[XeTeX] a bug of xltxtra.sty

Sun Oct 12 22:06:16 CEST 2008

Hi Ulrike,

On 12/10/2008, at 11:47 PM, Ulrike Fischer wrote:

> Am Sun, 12 Oct 2008 11:50:35 +1100 schrieb Ross Moore:
>
>
>>> There is no simple solution to this problem: with xetex it is  
>>> easy to
>>> use fonts and -- as it relies on unicode -- you no longer have to
>>> bother with all the encoding stuff but the price is that there
>>> aren't good fall-backs if glyphs are missing.
>
>>
>> Yes, this is correct to some extent: if you use fonts that don't have
>> the Unicode characters that you want, then you have to do something
>> about it.
>> But giving up "all the encoding stuff" is quite wrong.
>
> I didn't suggest to "give up" something. I only try to describe the
> situation: The standard LaTeX encodings describe concrete character  
> sets
> and their order. And if you load a T1-font you can be quite sure  
> that it
> contain all the glyphs of the T1-encoding. But with fontspec all fonts
> that you load through its interface are encoded in "EU1" encoding --

   Yes; this is true, and a bit unfortunate. The  fontspec  package
uses a macro  \zf at enc  which expands to either  `EU1' or `U' according
to whether you use the  'lm-default'  or  'cm-default' options,
with Latin Modern being the fall-back. There should be more options
than this...

> regardless of the glyphs you provide. So you no longer can use the
> current setting of the encoding to decide if a glyph is in the font or
> if you should switch to an appropriate accent command or even to  
> another
> font.

  ... allowing a user to set arbitrary values according to which font
is actually to be used, and which characters it actually supports.
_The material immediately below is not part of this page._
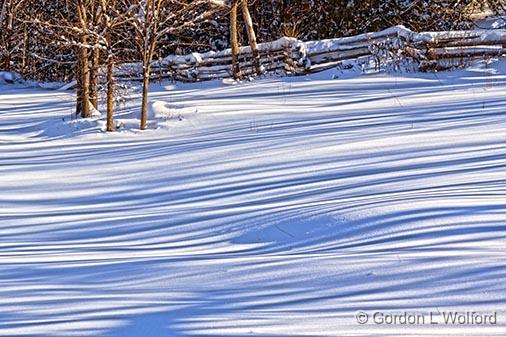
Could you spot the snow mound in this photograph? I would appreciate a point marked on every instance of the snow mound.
(10, 77)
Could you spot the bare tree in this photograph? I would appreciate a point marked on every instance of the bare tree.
(155, 20)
In  xunicode.sty  the value of  \UTFencname  is such a variable.
If this macro has a value before the package is loaded, then this
value is preserved. Only if unknown is the value of 'U' set.

The intention is that a font-package can set a value which *does*
represent an encoding in the proper sense; that is, a string which
is meant to be an identifier associated with (identifying ???) the
set of supported characters.

The default of 'U' is meant to indicate 'Unknown' or 'Unspecified',
rather than 'Unicode'.

>>> "You can try to define other commands to get the accents also with
>>> fonts which don't have the actual chars e.g. (the code isn't
>>> perfect, it should only show you some possibilities):
>>
>> Sorry, but going down this path just creates even more
>> incompatibilities.
>> You will surely regret this some time in the future, when you try to
>> reuse older documents that have been prepared this way.
>
> I'm certainly not happy with the code. But I don't see why defining  
> new
> accent commands can lead to incompatibilities. I do find it more
> dangerous to redefining or disable existing commands as this can  
> affect
> fonts where the original accents commands work without proble.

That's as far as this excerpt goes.